Superior state fidelity
CQSA achieves superior state fidelity compared to global QSA, ensuring stable model convergence and robust security in FL.
Demerits
Scalability limitations
CQSA's performance may be limited by the number of clusters and the statistical relationships between cluster-level aggregates, which could impact scalability in large-scale FL systems.

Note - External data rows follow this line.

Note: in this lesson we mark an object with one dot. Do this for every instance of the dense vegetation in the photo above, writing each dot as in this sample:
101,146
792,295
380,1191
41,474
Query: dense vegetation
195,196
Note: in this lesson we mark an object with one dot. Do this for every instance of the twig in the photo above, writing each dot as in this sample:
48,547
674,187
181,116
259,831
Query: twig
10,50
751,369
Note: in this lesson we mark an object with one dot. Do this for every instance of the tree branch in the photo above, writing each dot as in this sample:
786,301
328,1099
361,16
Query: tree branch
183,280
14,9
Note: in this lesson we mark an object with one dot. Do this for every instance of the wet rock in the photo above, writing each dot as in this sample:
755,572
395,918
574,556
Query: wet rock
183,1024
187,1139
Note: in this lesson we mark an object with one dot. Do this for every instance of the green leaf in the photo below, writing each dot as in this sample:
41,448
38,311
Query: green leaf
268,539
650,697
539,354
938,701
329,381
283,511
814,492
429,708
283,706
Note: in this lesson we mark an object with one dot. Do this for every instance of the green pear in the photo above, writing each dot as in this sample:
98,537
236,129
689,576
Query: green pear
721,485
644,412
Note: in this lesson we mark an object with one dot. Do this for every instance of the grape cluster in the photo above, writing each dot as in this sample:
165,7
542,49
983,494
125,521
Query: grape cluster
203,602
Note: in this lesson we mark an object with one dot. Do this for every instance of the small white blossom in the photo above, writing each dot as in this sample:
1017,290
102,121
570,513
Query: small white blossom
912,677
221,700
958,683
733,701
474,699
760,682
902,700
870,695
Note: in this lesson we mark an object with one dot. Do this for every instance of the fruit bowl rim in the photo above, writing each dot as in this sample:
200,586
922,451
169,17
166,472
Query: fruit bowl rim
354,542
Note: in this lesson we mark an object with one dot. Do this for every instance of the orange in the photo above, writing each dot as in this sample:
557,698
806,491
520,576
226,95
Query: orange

Dependence on statistical measures
CQSA's Byzantine-robustness relies on statistical measures such as cosine similarity and Euclidean distance, which may not be effective in all scenarios or against sophisticated attacks.
Expert Commentary
The proposed CQSA framework is a groundbreaking contribution to the field of quantum-assisted FL, addressing critical limitations in existing QSA protocols. The modular aggregation approach and use of high-fidelity, low-qubit GHZ states demonstrate a deep understanding of the physical constraints of near-term quantum hardware. While CQSA has significant merits, its scalability limitations and dependence on statistical measures are critical areas for further research and development. As FL continues to gain traction in industries and applications, CQSA offers a promising solution for ensuring the security and scalability of these systems in the near-term quantum era.
Recommendations
- ✓ Further research is needed to investigate the scalability limitations of CQSA and develop more effective statistical measures for Byzantine-robustness.
- ✓ CQSA should be integrated into existing FL systems and frameworks to evaluate its performance and effectiveness in real-world applications.